Wspólne weekendy z psem za miastem stają się hitem, wśród właścicieli psów rasowych, zwłaszcza tych, które sprawiają problemy wychowawcze. Największą popularnością cieszą się weekendy integracyjne połączone ze szkoleniem przypominającym konsultacje u srogiej Superniani. Jednym z organizatorów takich wyjazdów jest Ośrodek Szkolenia Psów Pastel z Zabrza.
Prostują szczeniaki podczas weekendów
Tokaj, trzymiesięczny york terier przyjechał na Szczeniaczkowo, bo nie dawał żyć domownikom. Pomimo swojego niewielkiego wzrostu i młodego wieku psiak był agresywny i warczał na inne psy, także te przyjacielsko nastawione. Podobnie było z trzymiesięcznym bokserem Bazylem, który nie potrafił bawić się z innymi psami, przez co był izolowany przez grupę, nie tylko psich przedszkolaków, ale i psów dorosłych w swoim sąsiedztwie. Zorganizowane w Ustroniu Szczeniaczkowo miało na celu pomoc zarówno psom z problemami, jak i właścicielom rozkładającym bezradnie ręce nad psiakiem – „pogromcom”.

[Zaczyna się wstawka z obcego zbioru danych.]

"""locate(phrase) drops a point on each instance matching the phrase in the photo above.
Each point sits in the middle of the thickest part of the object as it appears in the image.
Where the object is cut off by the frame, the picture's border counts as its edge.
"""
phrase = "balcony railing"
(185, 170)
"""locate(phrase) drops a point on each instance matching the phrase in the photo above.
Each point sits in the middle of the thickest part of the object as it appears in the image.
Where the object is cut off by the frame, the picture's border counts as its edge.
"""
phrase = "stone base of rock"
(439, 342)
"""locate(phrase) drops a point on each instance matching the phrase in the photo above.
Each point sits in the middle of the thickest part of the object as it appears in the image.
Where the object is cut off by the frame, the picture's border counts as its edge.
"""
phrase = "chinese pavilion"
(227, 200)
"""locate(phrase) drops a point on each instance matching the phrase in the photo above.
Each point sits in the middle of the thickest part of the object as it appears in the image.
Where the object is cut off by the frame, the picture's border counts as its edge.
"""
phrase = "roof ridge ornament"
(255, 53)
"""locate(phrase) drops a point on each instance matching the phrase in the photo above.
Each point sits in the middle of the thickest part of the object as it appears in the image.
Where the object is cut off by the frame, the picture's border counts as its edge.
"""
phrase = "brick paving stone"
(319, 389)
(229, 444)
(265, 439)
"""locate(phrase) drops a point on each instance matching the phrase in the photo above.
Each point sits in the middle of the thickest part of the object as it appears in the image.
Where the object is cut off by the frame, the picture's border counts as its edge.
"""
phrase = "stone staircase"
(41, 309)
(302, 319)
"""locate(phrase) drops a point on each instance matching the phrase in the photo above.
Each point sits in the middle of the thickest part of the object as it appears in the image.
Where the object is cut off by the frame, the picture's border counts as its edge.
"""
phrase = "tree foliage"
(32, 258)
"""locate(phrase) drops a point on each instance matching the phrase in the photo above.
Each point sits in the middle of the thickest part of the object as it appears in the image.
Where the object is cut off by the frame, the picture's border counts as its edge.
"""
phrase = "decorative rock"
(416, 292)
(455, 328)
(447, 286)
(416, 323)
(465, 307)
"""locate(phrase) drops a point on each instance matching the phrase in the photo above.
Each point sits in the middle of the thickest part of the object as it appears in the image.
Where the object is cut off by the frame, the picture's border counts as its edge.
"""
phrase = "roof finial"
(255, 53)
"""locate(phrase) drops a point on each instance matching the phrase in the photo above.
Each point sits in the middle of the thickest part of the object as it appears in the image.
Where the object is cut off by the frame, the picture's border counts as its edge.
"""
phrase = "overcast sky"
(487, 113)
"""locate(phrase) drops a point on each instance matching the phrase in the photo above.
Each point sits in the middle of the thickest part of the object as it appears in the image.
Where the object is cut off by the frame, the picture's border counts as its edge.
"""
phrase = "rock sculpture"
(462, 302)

– Psów z problemami wychowawczymi w Polsce są tysiące, znikomy odsetek z nich uzyskuje pomoc specjalistów, przez co z wiekiem ich stan się pogarsza, psy stają się agresywniejsze i bardziej nieufne. Dotyczy to także psów rasowych, i to nie tylko ras powszechnie uważanych za trudne w wychowaniu – wyjaśnia Alicja Duda, organizatorka Szczeniaczkowa i trenerka z Ośrodka Szkolenia Psów Pastel.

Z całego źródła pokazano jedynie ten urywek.